(488e) Effect of Solvent and Functional Group Position of Co-Formers on Cocrystal Polymorphism/Stoichiomorphism: A Case Study

Recently, cocrystal polymorphism and stoichiomorphism have gradually attracted the attention of researchers, because these new phases can not only provide directions for the development of drugs and materials but also involve patent applications^[1,2]. However, the research on relevant influencing factors is insufficient. Picolinamide (PAM), nicotinamide (NAM), and isonicotinamide (INA) are selected as co-formers in this study to form cocrystals with 4-chloro-3-sulfamoylbenzoic acid (CSBA). Through a series of characterizations, including molecular electrostatic potential analysis, neat grinding, liquid-assisted grinding, and slow solvent evaporation method, a total of six new crystals were prepared successfully and solved by single-crystal X-ray diffraction. PAM and NAM are found can only form one cocrystal with CSBA, respectively. While INA can form up to four cocrystals with CSBA with 2:1, 1:1, and 1:2 mole ratios, and the cocrystal with 1:1 exists in two polymorphic forms.
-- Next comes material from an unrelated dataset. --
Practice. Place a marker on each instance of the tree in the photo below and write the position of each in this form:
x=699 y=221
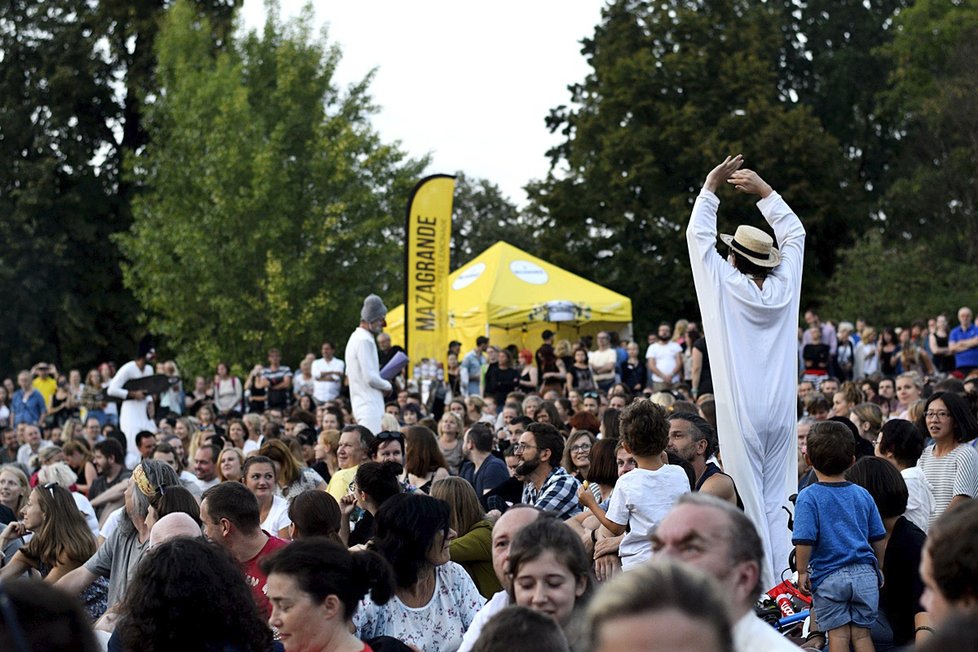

Further analysis shows that the functional group position of PAM limits the diversity of synthons, and the lattice energy advantage limits the stacking diversity when PAM acts as a co-former. However, only INA as a co-former is not subject to these restrictions. For the synthon of CSBA-INA 2:1, the INA molecule seems to be inserted into a carboxylic acid dimer formed by two CSBA molecules which is also the synthon of the CSBA crystal to form a trimer synthon. In the structure of CSBA-INA 1:2, the dimer composed of two INA molecules plays a crucial role in the stack of this cocrystal. In general, the symmetry of INA molecules and their ability to form dimers are the main reason for cocrystal stoichiomorphism. For the two cocrystal polymorphs with the stoichiometric ratio of 1:1, it can be found that their lattice energies are very similar (-134.31 kcal/mol for form Ⅰ and -129.26 kcal/mol for form Ⅱ), which enables the diversity of synthons to be fully reflected and is considered to be an important reason for cocrystal polymorphism.

Finally, the influence of solvent on cocrystals is illustrated by ternary phase diagrams and suspension experiments. CSBA was proved to form only one cocrystal with PAM or NAM. CSBA-INA 1:1 form Ⅰ was found to be available only in the solvent ethyl acetate. Unlike CSBA-INA 1:1 form Ⅰ, the phase region of CSBA-INA 1:1 form Ⅱ was found in methanol, acetone, and tetrahydrofuran. As for CSBA-INA 2:1 and CSBA-INA 1:2, their phase regions were presented in all four solvents. There was an obvious transition process from CSBA-INA 1:1 form Ⅰ to form Ⅱ in the suspension experiment in acetone. And the transition process was studied by FTIR and molecular simulations. The results show that there are complex relationships between solvents and different synthons, which affects cocrystal polymorphisms. And the difference in interactions between the two tetramer synthons in different cocrystal forms and acetone is believed to be the reason for the transformation of form Ⅰ to form Ⅱ. The relevant cases and analysis in this paper can deepen the understanding of cocrystal polymorphism/stoichiomorphism and improve screening efficiency.

[1] S. Aitipamula, P.S. Chow and R.B.H. Tan (2014): Polymorphism in cocrystals: a review and assessment of its significance, CrystEngComm 16, 3451-3465.

[2] I. Nugrahani and R.D. Parwati (2021): Challenges and Progress in Nonsteroidal Anti-Inflammatory Drugs Co-Crystal Development, Molecules 26, 4185.